# Would you be interested in a free photoshoot with of your dog?



## Reddo (Feb 16, 2012)

(This has been posted in the 'Dog Chat' section but seeing as its a service i thought i would put it in here too! - hope thats ok!!)

Hi!

I just thought I would start a thread here to see how many people in the South West area would be interested in meeting up for a free Dog photoshoot?
I'm looking to meet some folk and capture images of all different breeds to add to my portfolio.. My idea is .. That if you had the spare time and would like a few free photos of your beloved dogs- then maybe we could meet up and do a photoshoot? Now by photoshoot I don't mean in a studio with white background etc.. all my work is done with dogs at there most comfortable- normally outdoors so they can run around and do as they usually do while I snap away! If you would like a portrait shot then it is as simple as asking ur dog to sit still for a few seconds The photos may well end up on my website or facebook pages but you would be welcome to say if you wouldn't prefer that.

Would do you all think?


----------



## Manoy Moneelil (Sep 1, 2011)

Have you considered just touting on a nice day along a dog walking route? 

As lighting will be your biggest restricting factor and arranging to be at the right place at the right time with the right dog/owner seems like a more difficult proposition. 

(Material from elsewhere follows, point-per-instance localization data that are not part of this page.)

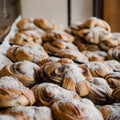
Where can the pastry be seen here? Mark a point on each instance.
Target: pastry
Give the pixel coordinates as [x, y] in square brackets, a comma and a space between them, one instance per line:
[92, 35]
[69, 76]
[47, 93]
[114, 64]
[109, 40]
[97, 69]
[33, 53]
[83, 45]
[110, 112]
[25, 24]
[57, 35]
[4, 61]
[65, 49]
[95, 55]
[28, 113]
[95, 22]
[113, 53]
[13, 93]
[46, 24]
[101, 92]
[82, 109]
[28, 37]
[113, 79]
[24, 71]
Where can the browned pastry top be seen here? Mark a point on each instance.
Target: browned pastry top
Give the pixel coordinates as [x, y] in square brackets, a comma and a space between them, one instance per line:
[29, 113]
[13, 93]
[95, 22]
[98, 69]
[95, 55]
[69, 76]
[82, 109]
[48, 93]
[28, 37]
[65, 49]
[33, 53]
[46, 24]
[25, 24]
[24, 71]
[101, 92]
[57, 35]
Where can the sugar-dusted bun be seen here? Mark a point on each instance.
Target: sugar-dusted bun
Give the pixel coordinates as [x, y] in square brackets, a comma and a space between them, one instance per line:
[24, 71]
[82, 109]
[46, 24]
[28, 113]
[65, 49]
[13, 93]
[98, 69]
[48, 93]
[101, 92]
[69, 76]
[33, 53]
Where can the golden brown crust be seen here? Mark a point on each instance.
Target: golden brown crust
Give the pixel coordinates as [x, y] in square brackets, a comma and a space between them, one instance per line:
[97, 69]
[69, 76]
[27, 38]
[46, 24]
[33, 53]
[65, 49]
[76, 110]
[24, 71]
[28, 113]
[113, 79]
[95, 55]
[83, 45]
[57, 35]
[101, 92]
[13, 93]
[48, 93]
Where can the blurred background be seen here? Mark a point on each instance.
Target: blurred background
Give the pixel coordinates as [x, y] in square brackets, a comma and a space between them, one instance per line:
[64, 12]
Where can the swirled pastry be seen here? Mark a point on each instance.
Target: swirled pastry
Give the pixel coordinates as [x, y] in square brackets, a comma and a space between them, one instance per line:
[69, 76]
[114, 53]
[28, 37]
[101, 92]
[82, 109]
[98, 69]
[95, 22]
[91, 35]
[65, 49]
[116, 93]
[57, 35]
[113, 79]
[46, 24]
[13, 93]
[83, 45]
[110, 112]
[28, 113]
[95, 55]
[24, 71]
[33, 53]
[48, 93]
[110, 40]
[114, 64]
[4, 61]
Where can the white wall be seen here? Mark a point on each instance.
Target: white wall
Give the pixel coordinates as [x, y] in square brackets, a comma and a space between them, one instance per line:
[56, 9]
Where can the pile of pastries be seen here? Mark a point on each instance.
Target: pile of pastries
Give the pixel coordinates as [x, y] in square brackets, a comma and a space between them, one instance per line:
[55, 73]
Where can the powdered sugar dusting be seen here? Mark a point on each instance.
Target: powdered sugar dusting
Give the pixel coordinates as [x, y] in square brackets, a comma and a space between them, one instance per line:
[10, 83]
[38, 113]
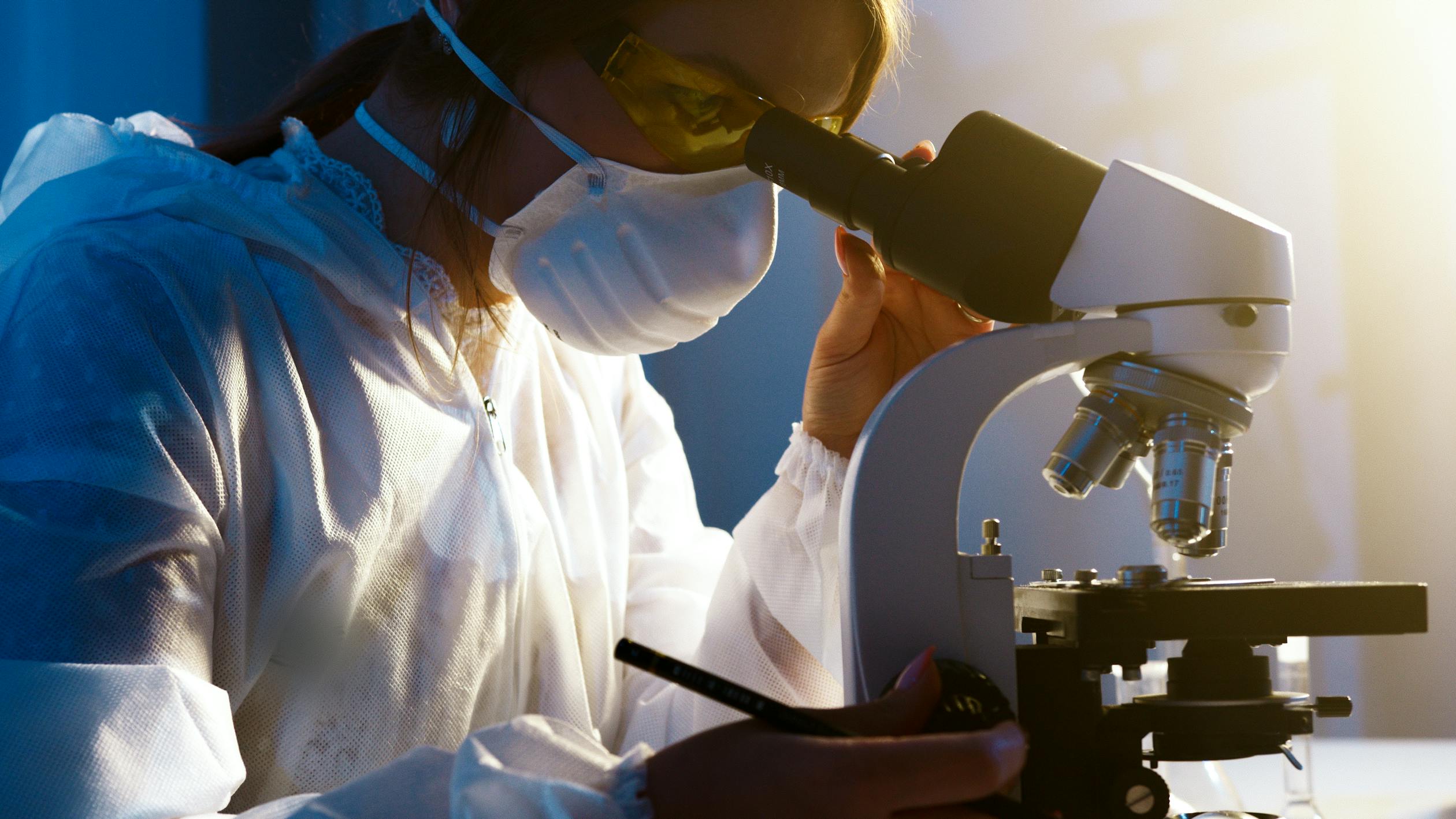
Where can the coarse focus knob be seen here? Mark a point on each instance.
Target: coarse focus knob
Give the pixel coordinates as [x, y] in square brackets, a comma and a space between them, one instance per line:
[969, 700]
[1334, 706]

You control the day/weather/lighting and location just take pot luck with the dogs on the day, a supply of business cards and your bags etc might convince most you are not a loony. 

I'm sure many would accept an email with the pictures, and print on their own printer. You could watermark these to encourage conversions to sales.


----------



## Reddo (Feb 16, 2012)

Manoy Moneelil said:


> Have you considered just touting on a nice day along a dog walking route?
> 
> As lighting will be your biggest restricting factor and arranging to be at the right place at the right time with the right dog/owner seems like a more difficult proposition.
> 
> ...


Hi, thanks for the advise  this is something im already doing - i come across a fair few people on dog walks who are interested..just thought id see if anyone here would like to give it a go  I do alot more Equine photography at the moment, shows etc so this was just an opperunity for me to build up the portfolio and meet some other dog owners along the way


----------



## Dogless (Feb 26, 2010)

I think it's a great idea and if I wasn't in NI then I would take you up on the offer!


----------